Gubernatorial hopefuls need three things when wooing votes and money in the rural outdoors of Montgomery County: cold beer, digestible hamburgers and fair weather.
The gods must have been smiling on Maryland Attorney General Stephen H. Sachs Saturday, for he had all three in abundance at a fundraiser on the grounds of a Spencerville estate. The take from the $50-a-head event was $30,000 -- mere pocket change for a candidate who expects to raise $1.5 million by election time next year -- but Sachs seemed pleased.
"You can do all the political discounting, and it's still a great success," he said. "I always run well in Montgomery County."
Indeed, asking an unabashed liberal from Montgomery -- there were plenty of them in Spencerville Saturday -- to contribute $50 to Steve Sachs is a little like waving honey under a bear's nose.
Sachs and the folks who are the backbone of the county's Democratic Party are natural allies. Old-line Montgomery Democrats, many of them Jewish as Sachs is, love his liberal credentials, and his personal style and record as a champion of consumer rights make him the perfect candidate for yuppies.

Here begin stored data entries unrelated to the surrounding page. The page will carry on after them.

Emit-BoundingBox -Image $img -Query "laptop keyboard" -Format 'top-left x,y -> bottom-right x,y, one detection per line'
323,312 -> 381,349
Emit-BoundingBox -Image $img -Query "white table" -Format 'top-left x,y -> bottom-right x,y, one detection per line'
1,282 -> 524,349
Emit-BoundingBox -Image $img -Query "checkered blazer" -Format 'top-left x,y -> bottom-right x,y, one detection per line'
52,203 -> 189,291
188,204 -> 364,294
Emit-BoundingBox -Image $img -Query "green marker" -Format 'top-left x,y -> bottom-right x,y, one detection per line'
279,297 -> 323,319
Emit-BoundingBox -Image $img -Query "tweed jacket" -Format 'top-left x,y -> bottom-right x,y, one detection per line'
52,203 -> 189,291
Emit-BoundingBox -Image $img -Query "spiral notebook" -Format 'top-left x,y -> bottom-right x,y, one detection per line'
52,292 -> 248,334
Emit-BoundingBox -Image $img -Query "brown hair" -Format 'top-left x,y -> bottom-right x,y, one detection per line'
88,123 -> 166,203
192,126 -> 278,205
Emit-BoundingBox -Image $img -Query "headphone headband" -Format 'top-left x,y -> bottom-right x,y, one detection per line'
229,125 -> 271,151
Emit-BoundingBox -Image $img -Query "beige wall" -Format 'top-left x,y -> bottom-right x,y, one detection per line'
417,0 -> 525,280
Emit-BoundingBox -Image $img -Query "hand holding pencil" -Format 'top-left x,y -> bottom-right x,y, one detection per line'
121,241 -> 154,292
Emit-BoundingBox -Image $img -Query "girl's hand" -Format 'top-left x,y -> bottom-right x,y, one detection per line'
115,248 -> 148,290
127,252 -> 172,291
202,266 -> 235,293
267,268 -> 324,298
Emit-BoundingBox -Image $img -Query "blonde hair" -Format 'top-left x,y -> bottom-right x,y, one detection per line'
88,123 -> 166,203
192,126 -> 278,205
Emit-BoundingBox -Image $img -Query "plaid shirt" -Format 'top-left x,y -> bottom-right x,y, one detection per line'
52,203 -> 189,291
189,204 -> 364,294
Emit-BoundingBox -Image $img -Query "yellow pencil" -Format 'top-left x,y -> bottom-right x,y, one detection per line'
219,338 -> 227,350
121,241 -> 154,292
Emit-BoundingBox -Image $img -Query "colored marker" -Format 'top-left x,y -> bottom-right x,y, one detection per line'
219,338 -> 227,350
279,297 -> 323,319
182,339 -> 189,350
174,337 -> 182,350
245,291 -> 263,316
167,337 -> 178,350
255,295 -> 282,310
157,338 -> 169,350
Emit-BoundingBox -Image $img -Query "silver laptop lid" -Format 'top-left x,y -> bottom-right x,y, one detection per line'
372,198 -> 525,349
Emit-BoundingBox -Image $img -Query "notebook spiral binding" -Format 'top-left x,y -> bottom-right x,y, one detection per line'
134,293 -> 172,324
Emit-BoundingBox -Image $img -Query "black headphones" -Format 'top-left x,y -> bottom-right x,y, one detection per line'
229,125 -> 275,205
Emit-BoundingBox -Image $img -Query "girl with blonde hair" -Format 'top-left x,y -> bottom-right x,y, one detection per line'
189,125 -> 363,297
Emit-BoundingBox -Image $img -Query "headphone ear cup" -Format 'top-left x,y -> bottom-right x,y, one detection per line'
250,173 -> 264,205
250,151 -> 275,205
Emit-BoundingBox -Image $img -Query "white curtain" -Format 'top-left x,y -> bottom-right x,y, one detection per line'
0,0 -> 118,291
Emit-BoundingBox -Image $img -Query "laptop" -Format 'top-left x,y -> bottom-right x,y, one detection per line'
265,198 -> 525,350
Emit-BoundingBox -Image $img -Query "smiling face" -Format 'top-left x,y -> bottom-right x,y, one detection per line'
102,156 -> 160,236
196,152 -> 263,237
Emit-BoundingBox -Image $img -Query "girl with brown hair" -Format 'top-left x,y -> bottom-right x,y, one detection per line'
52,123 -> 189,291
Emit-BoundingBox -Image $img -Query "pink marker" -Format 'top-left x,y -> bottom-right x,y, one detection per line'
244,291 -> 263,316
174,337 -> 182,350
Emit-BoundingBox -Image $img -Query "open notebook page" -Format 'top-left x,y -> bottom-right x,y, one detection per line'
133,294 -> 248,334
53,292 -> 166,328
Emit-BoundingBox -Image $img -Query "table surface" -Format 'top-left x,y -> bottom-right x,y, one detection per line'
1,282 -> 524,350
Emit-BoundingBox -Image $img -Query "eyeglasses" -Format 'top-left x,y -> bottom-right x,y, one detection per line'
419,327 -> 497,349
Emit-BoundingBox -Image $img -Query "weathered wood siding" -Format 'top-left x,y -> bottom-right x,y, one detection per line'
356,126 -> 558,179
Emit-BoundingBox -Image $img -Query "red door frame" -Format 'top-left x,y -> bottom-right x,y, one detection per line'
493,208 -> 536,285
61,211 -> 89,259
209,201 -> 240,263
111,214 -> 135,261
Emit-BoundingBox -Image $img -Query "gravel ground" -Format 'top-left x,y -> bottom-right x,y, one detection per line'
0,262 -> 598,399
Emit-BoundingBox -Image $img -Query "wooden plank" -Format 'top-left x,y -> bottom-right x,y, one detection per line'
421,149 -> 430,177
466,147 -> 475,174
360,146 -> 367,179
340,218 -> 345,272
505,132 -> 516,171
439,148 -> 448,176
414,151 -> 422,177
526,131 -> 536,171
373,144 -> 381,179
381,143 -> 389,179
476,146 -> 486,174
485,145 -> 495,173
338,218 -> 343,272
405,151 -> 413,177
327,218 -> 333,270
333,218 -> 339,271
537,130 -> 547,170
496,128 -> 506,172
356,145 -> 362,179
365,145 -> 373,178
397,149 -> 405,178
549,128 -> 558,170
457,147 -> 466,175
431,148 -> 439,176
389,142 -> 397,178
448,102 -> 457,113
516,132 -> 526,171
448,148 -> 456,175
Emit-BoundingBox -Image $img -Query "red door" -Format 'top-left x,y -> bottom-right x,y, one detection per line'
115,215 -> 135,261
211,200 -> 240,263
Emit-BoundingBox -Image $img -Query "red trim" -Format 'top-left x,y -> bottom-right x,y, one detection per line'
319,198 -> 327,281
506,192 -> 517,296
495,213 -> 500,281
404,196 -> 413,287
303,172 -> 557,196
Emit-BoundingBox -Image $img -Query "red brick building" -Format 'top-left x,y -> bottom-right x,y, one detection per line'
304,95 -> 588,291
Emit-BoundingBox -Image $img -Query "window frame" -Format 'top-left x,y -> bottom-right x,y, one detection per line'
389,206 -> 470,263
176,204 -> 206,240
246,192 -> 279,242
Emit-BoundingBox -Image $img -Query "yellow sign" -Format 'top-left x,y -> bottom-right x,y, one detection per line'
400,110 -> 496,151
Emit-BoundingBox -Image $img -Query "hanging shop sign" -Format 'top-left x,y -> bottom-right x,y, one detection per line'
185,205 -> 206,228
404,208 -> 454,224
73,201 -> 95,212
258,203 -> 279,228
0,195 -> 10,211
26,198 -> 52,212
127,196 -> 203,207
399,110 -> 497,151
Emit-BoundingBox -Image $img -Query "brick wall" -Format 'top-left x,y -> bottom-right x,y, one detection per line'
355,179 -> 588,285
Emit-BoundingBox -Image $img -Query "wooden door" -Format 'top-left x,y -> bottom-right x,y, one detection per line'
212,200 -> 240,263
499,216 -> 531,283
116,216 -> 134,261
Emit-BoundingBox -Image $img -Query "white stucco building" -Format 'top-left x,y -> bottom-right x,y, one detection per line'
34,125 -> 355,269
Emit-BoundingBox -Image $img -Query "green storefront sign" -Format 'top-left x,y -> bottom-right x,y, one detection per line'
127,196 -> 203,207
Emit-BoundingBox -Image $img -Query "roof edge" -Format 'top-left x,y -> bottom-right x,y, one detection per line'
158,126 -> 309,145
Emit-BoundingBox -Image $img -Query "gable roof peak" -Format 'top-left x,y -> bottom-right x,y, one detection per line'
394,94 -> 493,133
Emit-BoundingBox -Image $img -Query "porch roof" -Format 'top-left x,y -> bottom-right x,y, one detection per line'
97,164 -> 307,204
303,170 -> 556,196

Sachs may be the candidate of choice in the liberal heartland of Montgomery, but he has no monopoly on its often fractious Democrats. Benjamin L. Cardin, the Baltimore Democrat who has been speaker of the Maryland House of Delegates since 1979, has a small but loyal band of followers in the county, the core of which is its large House delegation.
Baltimore Mayor William Donald Schaefer, too, enjoys the support of a few key Montgomery businessmen, as well as a handful of present and former local politicians. It's not that Montgomery holds the key in a statewide race -- voting patterns in Prince George's County and the Baltimore area are far more crucial -- but Montgomery is a rich source of money for candidates, and Sachs is making no mistake by courting its Democratic regulars.

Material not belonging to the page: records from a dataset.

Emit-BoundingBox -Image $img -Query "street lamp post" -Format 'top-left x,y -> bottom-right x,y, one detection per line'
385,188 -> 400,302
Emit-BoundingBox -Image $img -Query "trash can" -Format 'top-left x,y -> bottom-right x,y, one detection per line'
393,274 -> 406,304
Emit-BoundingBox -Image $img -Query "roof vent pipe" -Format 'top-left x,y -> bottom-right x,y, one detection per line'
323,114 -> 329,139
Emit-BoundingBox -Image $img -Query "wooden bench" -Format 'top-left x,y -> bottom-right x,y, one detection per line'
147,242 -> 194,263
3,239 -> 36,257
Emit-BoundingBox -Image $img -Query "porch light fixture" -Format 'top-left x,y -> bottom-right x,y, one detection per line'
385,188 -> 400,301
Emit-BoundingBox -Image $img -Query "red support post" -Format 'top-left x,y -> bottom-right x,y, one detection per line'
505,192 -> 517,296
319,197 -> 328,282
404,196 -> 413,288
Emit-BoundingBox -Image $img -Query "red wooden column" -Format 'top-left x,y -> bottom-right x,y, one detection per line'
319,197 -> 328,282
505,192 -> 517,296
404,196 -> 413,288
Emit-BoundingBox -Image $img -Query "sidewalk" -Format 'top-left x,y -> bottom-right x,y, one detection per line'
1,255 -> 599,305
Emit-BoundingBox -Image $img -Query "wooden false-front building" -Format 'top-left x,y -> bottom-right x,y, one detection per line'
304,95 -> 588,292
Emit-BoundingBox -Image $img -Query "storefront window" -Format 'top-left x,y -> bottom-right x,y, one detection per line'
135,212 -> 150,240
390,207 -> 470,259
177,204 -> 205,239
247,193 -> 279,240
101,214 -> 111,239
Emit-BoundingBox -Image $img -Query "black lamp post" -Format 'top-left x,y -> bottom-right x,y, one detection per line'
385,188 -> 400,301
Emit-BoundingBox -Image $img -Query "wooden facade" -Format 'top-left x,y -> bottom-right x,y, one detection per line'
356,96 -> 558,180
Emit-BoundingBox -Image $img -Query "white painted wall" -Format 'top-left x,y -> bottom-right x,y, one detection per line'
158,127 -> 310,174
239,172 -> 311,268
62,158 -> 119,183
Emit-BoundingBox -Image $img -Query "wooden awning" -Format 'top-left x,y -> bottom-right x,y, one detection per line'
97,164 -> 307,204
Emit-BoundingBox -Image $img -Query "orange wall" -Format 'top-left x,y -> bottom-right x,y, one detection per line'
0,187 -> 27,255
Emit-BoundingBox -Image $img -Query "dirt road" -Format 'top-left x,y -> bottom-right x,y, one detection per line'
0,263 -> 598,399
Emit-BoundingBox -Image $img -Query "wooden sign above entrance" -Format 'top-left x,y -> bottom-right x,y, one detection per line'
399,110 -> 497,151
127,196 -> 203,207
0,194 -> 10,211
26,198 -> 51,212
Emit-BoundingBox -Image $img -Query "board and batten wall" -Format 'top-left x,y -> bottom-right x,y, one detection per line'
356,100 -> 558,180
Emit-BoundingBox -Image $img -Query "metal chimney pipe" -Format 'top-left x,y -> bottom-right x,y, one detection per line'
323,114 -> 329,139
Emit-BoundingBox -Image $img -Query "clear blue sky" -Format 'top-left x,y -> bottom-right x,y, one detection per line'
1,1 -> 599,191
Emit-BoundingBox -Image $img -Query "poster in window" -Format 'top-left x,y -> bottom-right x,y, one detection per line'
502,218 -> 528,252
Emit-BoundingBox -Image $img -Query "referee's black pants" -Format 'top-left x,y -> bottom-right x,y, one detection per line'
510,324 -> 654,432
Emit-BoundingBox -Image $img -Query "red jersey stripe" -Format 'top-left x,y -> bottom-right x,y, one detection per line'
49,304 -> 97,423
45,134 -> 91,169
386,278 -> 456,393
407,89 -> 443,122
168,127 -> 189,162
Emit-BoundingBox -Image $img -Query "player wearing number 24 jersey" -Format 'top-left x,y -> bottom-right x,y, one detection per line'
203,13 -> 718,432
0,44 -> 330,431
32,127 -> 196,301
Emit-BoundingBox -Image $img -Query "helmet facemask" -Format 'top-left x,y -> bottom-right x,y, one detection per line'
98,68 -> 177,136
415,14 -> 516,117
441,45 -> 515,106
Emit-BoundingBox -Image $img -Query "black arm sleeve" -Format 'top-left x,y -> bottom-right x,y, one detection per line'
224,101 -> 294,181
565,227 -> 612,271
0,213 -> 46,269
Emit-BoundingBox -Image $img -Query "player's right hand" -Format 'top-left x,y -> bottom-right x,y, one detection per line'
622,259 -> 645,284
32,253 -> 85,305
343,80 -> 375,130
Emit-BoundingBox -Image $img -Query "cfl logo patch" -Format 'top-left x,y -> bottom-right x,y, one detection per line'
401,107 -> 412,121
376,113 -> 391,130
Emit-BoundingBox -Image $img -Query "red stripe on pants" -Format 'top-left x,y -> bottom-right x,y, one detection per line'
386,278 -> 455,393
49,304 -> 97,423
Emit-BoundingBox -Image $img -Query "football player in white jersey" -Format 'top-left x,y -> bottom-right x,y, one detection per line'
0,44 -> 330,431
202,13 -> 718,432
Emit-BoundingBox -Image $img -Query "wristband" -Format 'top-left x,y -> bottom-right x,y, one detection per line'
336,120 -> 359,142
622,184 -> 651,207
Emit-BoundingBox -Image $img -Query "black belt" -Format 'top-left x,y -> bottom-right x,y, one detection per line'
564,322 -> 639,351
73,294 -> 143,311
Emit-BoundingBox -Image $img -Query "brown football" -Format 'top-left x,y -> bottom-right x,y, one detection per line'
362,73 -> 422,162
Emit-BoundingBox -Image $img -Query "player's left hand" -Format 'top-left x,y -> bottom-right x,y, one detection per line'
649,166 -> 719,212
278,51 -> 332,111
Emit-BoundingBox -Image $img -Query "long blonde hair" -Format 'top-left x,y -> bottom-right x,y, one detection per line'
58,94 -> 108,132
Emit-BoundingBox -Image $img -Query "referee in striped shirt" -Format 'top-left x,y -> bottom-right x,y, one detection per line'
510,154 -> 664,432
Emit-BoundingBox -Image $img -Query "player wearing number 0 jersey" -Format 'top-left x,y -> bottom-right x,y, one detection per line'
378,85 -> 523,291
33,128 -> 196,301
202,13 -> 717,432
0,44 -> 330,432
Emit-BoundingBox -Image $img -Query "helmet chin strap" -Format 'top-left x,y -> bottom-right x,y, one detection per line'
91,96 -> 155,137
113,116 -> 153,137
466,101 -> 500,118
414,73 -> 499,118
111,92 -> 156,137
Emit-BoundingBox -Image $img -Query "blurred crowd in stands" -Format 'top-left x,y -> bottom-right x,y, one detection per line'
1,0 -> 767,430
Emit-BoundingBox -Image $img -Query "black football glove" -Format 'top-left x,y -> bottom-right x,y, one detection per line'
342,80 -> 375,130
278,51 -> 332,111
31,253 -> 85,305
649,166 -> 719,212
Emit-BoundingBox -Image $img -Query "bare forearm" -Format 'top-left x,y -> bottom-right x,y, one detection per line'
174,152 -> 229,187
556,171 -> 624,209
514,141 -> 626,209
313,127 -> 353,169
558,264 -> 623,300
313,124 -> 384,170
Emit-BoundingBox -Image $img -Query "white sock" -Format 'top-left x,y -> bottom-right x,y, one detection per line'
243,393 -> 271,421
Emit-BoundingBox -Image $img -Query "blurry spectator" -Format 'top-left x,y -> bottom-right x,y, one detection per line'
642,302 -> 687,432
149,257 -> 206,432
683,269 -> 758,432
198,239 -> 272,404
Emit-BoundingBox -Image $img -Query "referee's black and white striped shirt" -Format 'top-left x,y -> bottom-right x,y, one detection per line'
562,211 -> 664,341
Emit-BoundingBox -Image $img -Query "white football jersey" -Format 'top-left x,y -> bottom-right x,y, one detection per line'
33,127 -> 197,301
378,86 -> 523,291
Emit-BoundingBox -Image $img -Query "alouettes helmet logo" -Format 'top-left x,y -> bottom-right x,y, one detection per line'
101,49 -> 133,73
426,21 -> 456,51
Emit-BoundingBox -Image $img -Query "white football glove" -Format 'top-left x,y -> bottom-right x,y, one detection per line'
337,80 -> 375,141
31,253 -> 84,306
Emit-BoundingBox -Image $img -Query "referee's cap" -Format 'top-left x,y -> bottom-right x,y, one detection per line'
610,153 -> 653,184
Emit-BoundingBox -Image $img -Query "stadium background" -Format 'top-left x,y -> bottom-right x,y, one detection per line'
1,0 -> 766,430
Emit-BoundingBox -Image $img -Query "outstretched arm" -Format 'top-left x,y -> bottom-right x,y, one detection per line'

"Sachs is going to win the county next year," said Del. Michael R. Gordon, a Rockville Democrat. Gordon was quick to add, however, that he personally is uncommitted about the governor's race, which he and others see as shaping up between Sachs and Schaefer.

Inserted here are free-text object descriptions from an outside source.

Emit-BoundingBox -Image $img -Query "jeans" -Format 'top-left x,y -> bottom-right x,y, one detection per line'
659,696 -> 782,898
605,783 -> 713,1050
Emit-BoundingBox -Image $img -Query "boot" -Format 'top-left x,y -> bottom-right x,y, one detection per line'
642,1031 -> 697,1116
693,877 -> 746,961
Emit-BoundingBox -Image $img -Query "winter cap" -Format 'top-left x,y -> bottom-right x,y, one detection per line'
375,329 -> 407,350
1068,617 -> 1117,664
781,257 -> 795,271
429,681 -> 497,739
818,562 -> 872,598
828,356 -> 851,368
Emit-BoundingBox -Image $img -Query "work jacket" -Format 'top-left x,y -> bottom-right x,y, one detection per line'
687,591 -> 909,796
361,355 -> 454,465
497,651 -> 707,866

"It's too damn early," Gordon said. "In fact, this whole campaign started too early. I'm here because I got two free tickets."
Schaefer, who has yet to announce whether he will run for governor, was a kind of unseen presence at the fund-raiser. One Sachs fan sported a blue-and-white "Keep the Mayor Mayor" button, a relic of one of New York City Mayor Ed Koch's many campaigns.
Also in attendance were a couple of Schaefer loyalists, Annapolis lobbyists more suited to the turf in Baltimore's City Hall than a sod field in upper Montgomery. They were there "hedging their bets" about Maryland's next governor, cracked Blair Lee IV, Sachs' campaign manager.
It is difficult to make forecasts about a politician as unpredictable and wily as Schaefer, but Sachs is confident about two things: that the mayor will run and will outspend him.
"He will be better financed than me," said Sachs, who called his own goal of $1.5 million "the benchmark that pretty much guarantees you can compete on TV -- compete honorably. Two million and more would be even better . . . . "
Sachs was bouyed by two solid weeks of free television air time during the height of Maryland's savings and loan association crisis. But Schaefer has planned a giant fund-raiser for later this year and expects to raise $1 million. Sachs says he will spend a good part of the summer deciding whether to do the same.
"We're still kicking it around, but one of the things we're looking at is a major fund-raising event," said Sachs between sips of his beer: "Not the traditional fund-raiser, but more grass roots. Maybe a series of simultaneous parties" across Maryland.
With money the lifeblood of his campaign, Sachs may have to resort to something unusual to compete with Schaefer, who has a knack for raising large amounts of money in Baltimore. But for the moment, it's traditional politics -- beer, burgers and $50 tickets -- and it seems to be working.
"There's a palpable sense of enthusiasm," said Sachs as several hundred people, including some from as far away as Garrett County and the Eastern Shore, mingled nearby. "I can't tell you it's conclusive. But it does renew purpose."